By Richard Johnstone | 29 April 2014
MPs have called for an external audit of NHS waiting times in England after finding that differences across the country made it difficult to compare the wait faced by patients at different hospitals.
Examining the wait for elective care in England, the Public Accounts Committee said the Department of Health was unable to be sure existing data was accurate, as hospital trusts use different rules to count waiting times.
Although the introduction of an 18-week waiting time limit in 2008 had driven improvements across hospitals, differences in data-collection practices risked undermining public confidence in whether hospital trusts had met their targets, committee chair Margaret Hodge said.
‘Trusts are struggling with a hotchpotch of information technology and paper-based systems that are not easily pulled together, which makes it difficult for trusts to track and collate the information needed to manage and record patients’ waiting times,’ she added.
The committee highlighted the National Audit Office found waiting times for nearly a third of cases it reviewed at seven trusts were not supported by documented evidence, while a further 26% were simply wrong.
Multiple organisations, including hospital trusts, clinical commissioning groups, Monitor, the NHS Trust Development Authority and NHS England have some responsibility for quality assurance of waiting times, MPs found. However, the external audit undertaken by the Audit Commission until March 2010 has not yet to be replaced ahead of the watchdog’s abolition, the NHS waiting times for elective care in England report stated.

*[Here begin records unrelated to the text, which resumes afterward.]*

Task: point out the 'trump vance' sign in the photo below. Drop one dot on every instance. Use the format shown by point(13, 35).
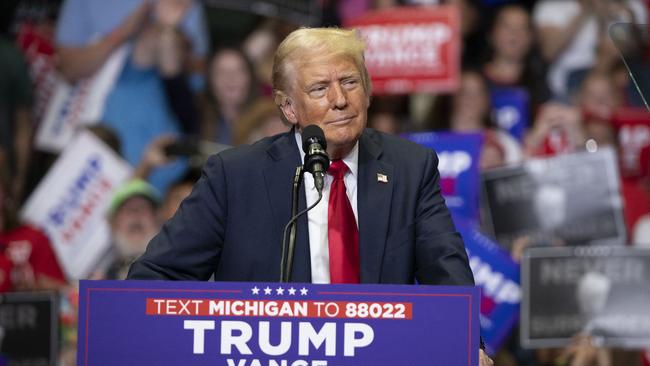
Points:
point(254, 324)
point(411, 49)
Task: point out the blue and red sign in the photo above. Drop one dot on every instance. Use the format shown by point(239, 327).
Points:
point(243, 324)
point(498, 276)
point(458, 159)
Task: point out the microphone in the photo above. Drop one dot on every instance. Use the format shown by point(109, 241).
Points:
point(316, 159)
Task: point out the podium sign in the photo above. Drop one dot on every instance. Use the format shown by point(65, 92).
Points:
point(245, 324)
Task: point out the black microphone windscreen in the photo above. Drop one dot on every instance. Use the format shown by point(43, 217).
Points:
point(311, 134)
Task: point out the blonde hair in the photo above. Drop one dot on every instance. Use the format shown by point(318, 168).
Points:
point(316, 41)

This independent check needs to be re-introduced, Hodge said. ‘Waiting list data needs to be independently audited.
‘The NHS England guidance on the management of waiting times is complex, allowing trusts some flexibility in how they manage patients’ waiting times. There are, however, unintended consequences, such as variations between trusts in the number of cancellations they allow patients to make before referring them back to their GP, thereby restarting the waiting time clock. These differences reduce the comparability of trusts’ waiting times.’
The DoH must work with NHS bodies to agree both responsibilities and a timetable for obtaining assurance about waiting list data, the committee concluded.
Today’s report added the current regime of financial penalties for trusts that do not meet waiting times was not being used effectively. In 2012/13, 80 trusts that had failed to meet at least one of the standards were not fined.
Clinical commissioning groups must agree clear performance improvement plans with trusts which failing to meet targets, Hodge said.
‘Both GPs and their patients need reliable and comparable information about the waiting time performance of individual trusts so that they can make an informed choice about where to be treated,’ she said.
‘Furthermore, patients do not fully understand their rights and responsibilities. It should be a lot easier for patients to interact with hospitals and understand when they will see a consultant, but individual hospital policies on access to treatment are often out-of-date and not publicly available.’
Responding to the report, a spokesman for NHS England said: ‘The NHS has made hugely significant progress for patients since the introduction of the 18-week referral-to-treatment standard.
‘It is clearly critical that we measure progress using the most accurate data that we can. We therefore welcome this helpful report from the Public Accounts Committee, which builds on a report on the same issue from the National Audit Office.’